After over 30 minutes wait for a car to stop for me, I was getting desperate. In less than two hours it would be dark. Darkness ends further hitchhiking that day. Finally a lady stopped! I immediately jumped into her car without asking her destination. What a mistake that was! I assumed she would go at least as far as Higashi Noshiro, the second exit going north and another good place to hitchhike. But I was dismayed to learn she would get off at the first exit, Minami Noshiro. I knew both from experience and logic Minami Noshiro is a bad place to hitchhike! Most of the traffic would be going the opposite direction toward where I came from, to the south and not north toward my destination. The lady knew from the sign I was holding that I was going both north and east from that point. Why would she think she was helping me? She wasn’t. She actually hindered my journey by picking me up! Nevertheless I was courteous and thanked her. She was on her way to a hospital to be treated for a cold. I gave her a few drops of my pepperment oil and told her to rub it on her nose.

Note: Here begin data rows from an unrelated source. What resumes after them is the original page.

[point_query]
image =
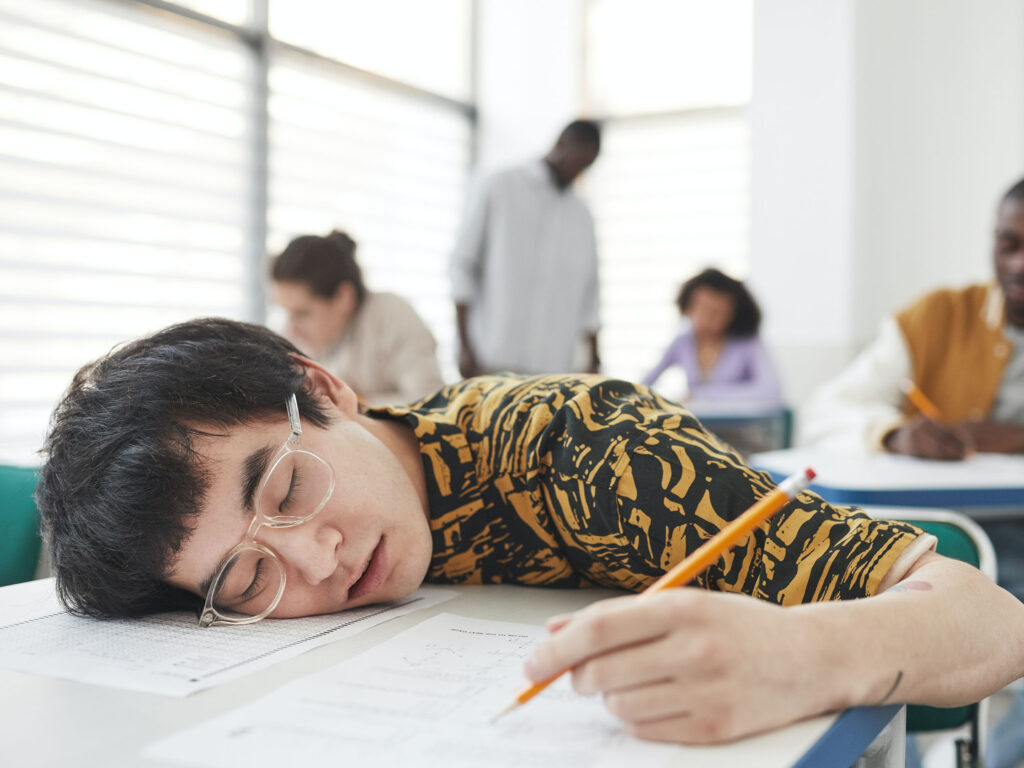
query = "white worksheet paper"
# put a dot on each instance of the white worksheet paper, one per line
(168, 653)
(422, 698)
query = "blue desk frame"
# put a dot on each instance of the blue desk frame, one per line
(939, 498)
(848, 737)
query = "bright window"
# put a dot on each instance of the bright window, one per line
(131, 168)
(670, 193)
(122, 175)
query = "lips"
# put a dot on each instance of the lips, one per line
(374, 574)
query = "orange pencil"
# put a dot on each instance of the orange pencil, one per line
(920, 400)
(705, 555)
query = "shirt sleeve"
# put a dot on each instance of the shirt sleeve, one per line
(591, 317)
(760, 386)
(855, 411)
(671, 486)
(411, 354)
(670, 358)
(808, 552)
(466, 261)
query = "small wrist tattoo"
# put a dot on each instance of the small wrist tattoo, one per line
(909, 586)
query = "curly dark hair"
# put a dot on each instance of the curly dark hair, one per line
(1015, 193)
(122, 481)
(747, 313)
(322, 263)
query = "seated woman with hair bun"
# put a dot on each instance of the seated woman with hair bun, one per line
(375, 341)
(720, 351)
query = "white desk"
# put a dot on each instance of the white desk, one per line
(986, 484)
(54, 722)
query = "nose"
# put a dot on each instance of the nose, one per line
(310, 550)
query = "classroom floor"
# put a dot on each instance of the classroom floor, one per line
(938, 750)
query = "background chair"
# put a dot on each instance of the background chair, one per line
(962, 539)
(19, 540)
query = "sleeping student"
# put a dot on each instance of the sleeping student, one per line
(212, 466)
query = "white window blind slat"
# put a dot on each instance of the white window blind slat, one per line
(664, 214)
(385, 167)
(123, 185)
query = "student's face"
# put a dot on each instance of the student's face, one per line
(711, 312)
(314, 323)
(1009, 253)
(573, 159)
(370, 544)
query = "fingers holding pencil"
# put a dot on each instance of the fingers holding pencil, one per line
(694, 563)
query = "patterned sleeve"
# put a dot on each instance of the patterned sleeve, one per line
(675, 485)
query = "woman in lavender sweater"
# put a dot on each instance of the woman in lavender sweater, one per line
(720, 352)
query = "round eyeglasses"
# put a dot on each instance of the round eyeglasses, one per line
(250, 581)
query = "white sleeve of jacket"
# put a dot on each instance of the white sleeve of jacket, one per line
(853, 413)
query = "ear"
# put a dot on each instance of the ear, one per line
(326, 385)
(344, 298)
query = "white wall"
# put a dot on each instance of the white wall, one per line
(802, 136)
(528, 76)
(883, 134)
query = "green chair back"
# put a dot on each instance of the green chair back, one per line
(19, 541)
(953, 543)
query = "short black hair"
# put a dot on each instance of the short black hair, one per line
(747, 314)
(122, 480)
(584, 132)
(322, 263)
(1015, 193)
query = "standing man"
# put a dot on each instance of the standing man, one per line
(524, 266)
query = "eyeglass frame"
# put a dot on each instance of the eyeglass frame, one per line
(211, 616)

Since I have been using pepperment oil, I hardly get a cold anymore.
I knew God would have to do a miracle for me to get me out of my fix. And sometimes He uses my mistakes to get me to meet people I would not have met otherwise.
A man stopped for me. Sure enough, he was going south. I told him no thank you and he drove off. Later I wondered if I should have told him to take me back to Hachiryu. I decided to do so with the next driver who stopped if he or she was going that direction.

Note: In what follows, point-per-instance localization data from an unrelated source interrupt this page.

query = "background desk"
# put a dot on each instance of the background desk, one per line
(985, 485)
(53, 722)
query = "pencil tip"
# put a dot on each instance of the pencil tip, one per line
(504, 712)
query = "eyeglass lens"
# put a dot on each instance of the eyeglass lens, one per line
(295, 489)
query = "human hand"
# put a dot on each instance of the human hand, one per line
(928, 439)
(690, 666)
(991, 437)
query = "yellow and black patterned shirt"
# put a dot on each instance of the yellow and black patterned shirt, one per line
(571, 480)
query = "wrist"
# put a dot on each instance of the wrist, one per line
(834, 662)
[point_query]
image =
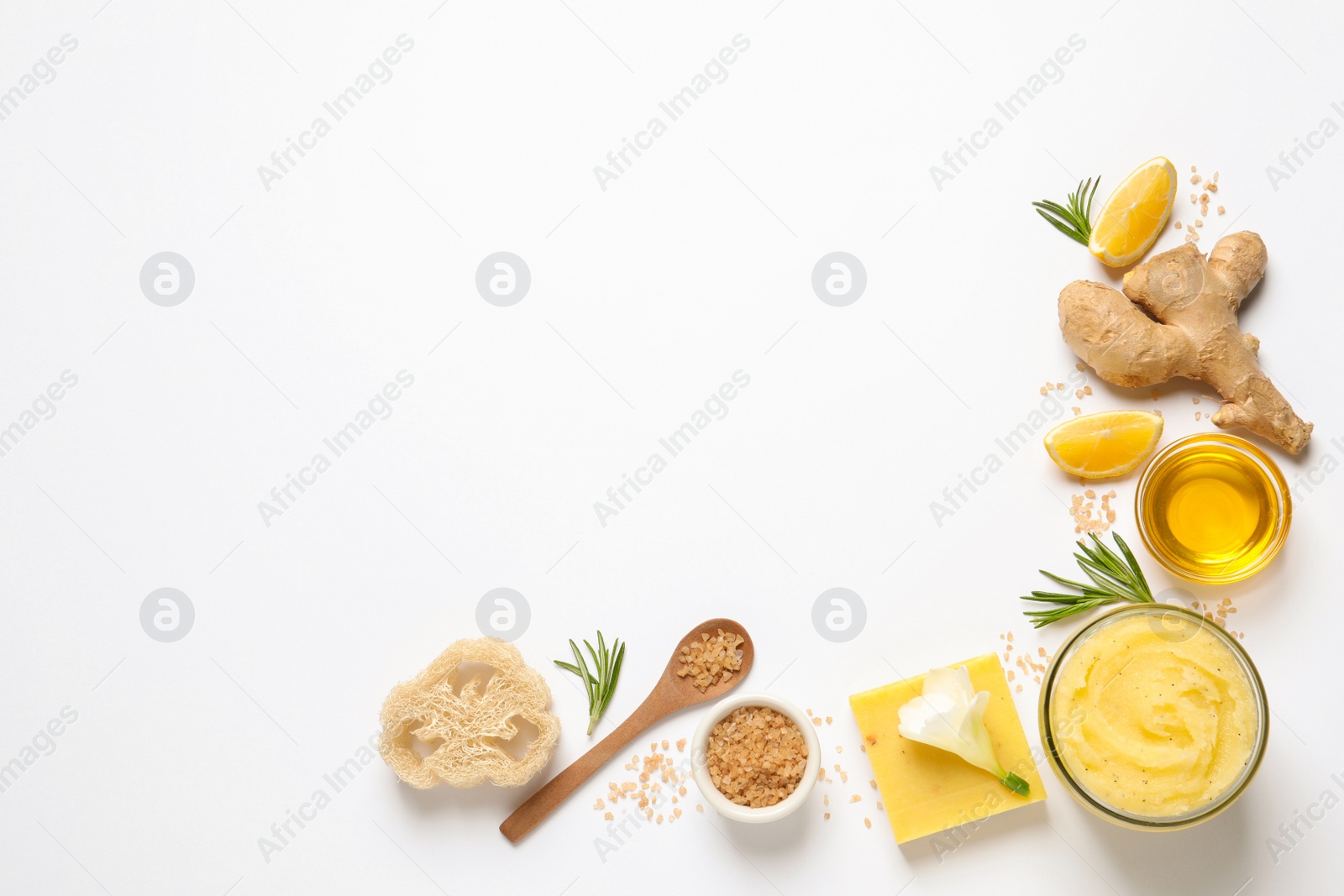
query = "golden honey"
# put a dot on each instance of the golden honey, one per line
(1213, 508)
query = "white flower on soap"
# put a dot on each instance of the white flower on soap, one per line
(951, 715)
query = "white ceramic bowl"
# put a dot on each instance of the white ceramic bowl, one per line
(701, 748)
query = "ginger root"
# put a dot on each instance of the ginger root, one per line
(1178, 317)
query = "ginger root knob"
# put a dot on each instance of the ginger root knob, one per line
(1178, 317)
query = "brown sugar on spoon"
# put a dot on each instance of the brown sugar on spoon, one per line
(710, 661)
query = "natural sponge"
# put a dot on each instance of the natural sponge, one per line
(468, 723)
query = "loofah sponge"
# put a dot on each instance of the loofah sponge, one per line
(468, 727)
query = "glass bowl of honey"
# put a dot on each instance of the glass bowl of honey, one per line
(1213, 508)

After a considerable wait, another lady stopped for me. She was also going south, but when I told her I was going north to Hirosaki and would be passing through Odate (the birthplace of the dog Hachi of the film of the same name starring Richard Gere) , she said she would take me to Odate! It is her home town and it would give her an opportunity to visit her mother. The miracle I needed! God is good!
The lady is a nurse. Nurses often stop for me. She was glad to hear the Message I shared with her from the Bible. She called me a “happiness doctor.” I really wanted to take her photo but she said no. She is 40, a mother of two daughters, and her husband is 43 centimeters taller than she is! He is 190 cm tall. Not many Japanese are taller than me. I’m 183 cm.